Because the family budget always was tight and the children did not enjoy the advantages of children from more affluent families, Glendinning's attention and the money he spent on the Swales children was welcomed by Bob and Donna Swales.
Donna Swales was delighted by the friendship with the outgoing and worldly priest, a man who'd been to Rome and told them he'd dined with the Pope.
The devoutly religious Donna Swales was in awe.
"I thought it was miraculous, unbelievable that anyone could dine with the Pope," she testified at the trial.
She had grown up believing priests were God's representatives on Earth. She had complete respect and trust of priests and believed her children were completely safe in Glendinning's company.
Glendinning became an honoured visitor to the Swales home, sometimes sharing meals with the family.
Donna Swales looked to him for advice on raising her children.
She'd send him back to the seminary with gifts of canning and baking from her kitchen.
Only much later did Donna and Bob Swales and other parents learn that Glendinning's outwardly friendly manner and the apparent "big brother" role he played with young people hid a dark and dangerous secret.
The terrible truth, hidden by the silence of his victims, was Glendinning was a pedophile, a man who hid behind the priesthood to prey sexually on children.
Between 1969 and 1974, his victims included the Swales brothers and other children.
Trial testimony showed Glendinning introduced the Swales boys to alcohol and tobacco.
He shared pizzas and took them to movies, on camping trips, hikes and visits to his quarters in St. Peter's Seminary.
During those frequent camping trips and seminary visits, he introduced them to sexual activities -- skinny dipping, nude body oiling and painting, masturbation, genital fondling and oral sex.
Photographs were taken during many of these sessions.
Glendinning's abuse came to light early in 1974, when he was arrested by London police and charged with sexually abusing the Swales brothers and other children.
In May of that year, he pleaded guilty in London to six charges of gross indecency involving five boys and a girl and was placed on probation for three years.
He was ousted from his teaching job at the seminary and sent to Southdown, a treatment centre for priests with addiction and psychological problems.
The man at the centre of this scandal was born in 1933 in Wallaceburg and raised a Catholic.
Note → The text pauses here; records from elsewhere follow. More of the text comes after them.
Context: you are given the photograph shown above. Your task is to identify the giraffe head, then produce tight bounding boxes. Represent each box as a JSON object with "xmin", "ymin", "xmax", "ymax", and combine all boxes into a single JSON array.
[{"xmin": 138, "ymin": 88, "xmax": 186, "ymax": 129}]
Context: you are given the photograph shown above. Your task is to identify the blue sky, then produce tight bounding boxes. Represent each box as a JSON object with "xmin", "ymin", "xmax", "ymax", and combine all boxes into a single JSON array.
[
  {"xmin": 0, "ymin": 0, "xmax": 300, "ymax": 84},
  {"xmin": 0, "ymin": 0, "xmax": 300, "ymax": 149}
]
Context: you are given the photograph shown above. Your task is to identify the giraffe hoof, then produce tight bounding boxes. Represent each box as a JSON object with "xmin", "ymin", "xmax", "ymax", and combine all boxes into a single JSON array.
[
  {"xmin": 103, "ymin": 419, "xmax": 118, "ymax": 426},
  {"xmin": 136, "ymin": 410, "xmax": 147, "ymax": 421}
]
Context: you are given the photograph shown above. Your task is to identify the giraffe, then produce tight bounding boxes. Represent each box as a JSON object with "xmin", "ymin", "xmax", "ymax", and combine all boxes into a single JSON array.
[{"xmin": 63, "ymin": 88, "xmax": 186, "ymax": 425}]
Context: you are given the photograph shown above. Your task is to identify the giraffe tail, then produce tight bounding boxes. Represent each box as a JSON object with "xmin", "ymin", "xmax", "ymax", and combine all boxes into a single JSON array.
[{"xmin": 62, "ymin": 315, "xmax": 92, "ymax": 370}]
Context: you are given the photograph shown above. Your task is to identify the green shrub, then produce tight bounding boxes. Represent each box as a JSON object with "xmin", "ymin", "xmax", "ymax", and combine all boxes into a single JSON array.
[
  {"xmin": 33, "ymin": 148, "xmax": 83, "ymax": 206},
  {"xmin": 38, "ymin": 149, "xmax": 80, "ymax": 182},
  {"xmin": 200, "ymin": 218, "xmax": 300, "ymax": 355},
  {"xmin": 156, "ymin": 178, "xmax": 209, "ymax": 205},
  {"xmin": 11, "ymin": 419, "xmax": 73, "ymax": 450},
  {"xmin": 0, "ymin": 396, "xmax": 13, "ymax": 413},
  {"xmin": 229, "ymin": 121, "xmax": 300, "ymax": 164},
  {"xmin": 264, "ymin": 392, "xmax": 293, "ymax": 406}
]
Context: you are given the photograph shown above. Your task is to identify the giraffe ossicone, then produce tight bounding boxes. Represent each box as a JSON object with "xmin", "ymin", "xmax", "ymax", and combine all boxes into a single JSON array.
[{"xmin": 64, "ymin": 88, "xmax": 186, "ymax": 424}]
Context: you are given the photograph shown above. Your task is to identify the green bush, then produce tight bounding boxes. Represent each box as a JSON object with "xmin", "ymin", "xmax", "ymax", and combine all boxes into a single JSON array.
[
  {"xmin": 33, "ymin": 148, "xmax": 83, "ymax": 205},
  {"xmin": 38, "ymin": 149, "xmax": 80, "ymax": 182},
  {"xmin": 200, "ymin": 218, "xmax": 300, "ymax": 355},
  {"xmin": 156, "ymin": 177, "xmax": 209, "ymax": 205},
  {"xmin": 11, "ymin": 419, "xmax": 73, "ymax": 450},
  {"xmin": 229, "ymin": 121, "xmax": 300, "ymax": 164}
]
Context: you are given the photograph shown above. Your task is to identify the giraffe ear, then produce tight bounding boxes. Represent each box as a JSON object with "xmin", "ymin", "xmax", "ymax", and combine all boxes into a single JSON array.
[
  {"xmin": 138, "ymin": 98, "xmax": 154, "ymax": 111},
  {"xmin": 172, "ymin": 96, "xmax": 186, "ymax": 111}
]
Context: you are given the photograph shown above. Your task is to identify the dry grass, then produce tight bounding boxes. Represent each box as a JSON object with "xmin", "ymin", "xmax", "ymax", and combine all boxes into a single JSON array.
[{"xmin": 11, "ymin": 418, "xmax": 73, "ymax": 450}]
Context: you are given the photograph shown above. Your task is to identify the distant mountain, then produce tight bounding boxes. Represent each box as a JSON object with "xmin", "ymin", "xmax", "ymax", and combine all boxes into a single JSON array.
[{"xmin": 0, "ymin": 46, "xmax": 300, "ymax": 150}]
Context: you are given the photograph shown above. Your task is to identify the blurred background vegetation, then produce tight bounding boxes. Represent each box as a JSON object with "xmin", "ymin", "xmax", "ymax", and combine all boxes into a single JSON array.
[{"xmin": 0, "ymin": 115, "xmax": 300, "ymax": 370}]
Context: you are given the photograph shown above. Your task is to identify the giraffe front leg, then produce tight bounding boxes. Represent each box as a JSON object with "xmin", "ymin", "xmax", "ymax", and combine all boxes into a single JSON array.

Barry Glendinning gave every appearance of being an exemplary young man. He did well at school, went to church regularly, was an altar boy and sang in the church choir.
He loved music and excelled at piano. He honed his outdoor skills through Scouting.
For five years after graduating from high school, Glendinning worked in his father's clothing store.
Then came the decision, at age 24, to become a priest.
Glendinning enrolled at St. Peter's Seminary in 1957.
Seven years later, Glendinning completed his studies and was ordained a priest by Bishop Emmett Carter in May 1964.
He worked briefly as an assistant priest in two Windsor parishes before being sent to Rome to study liturgy.
Glendinning returned to London in 1967 to become a professor of liturgy at St. Peter's Seminary.
Two years later came the fateful summer camp meeting with the Swales brothers.
Donna and Bob Swales testified they raised their six children in a traditional lifestyle.
The two were married in 1958 and agreed to raise their children as Catholics, even though Bob was Protestant.
Donna's faith ran deep. She had been raised a Catholic and lived in a convent during her youth. She was determined to raise her children as good Catholics.
The children were baptized and confirmed in the church and attended Catholic schools.
Donna made sure the children attended church, said their nightly prayers and grace before meals. She believed if the children were not brought up Catholic, they would go to hell.
Into this atmosphere of total trust for the church and its priests came Glendinning, a man who testimony showed already had begun to prey on young victims.
John Swales testified his first sexual encounter with the priest occurred during a drive on a country road near Dorchester in the early fall of 1969.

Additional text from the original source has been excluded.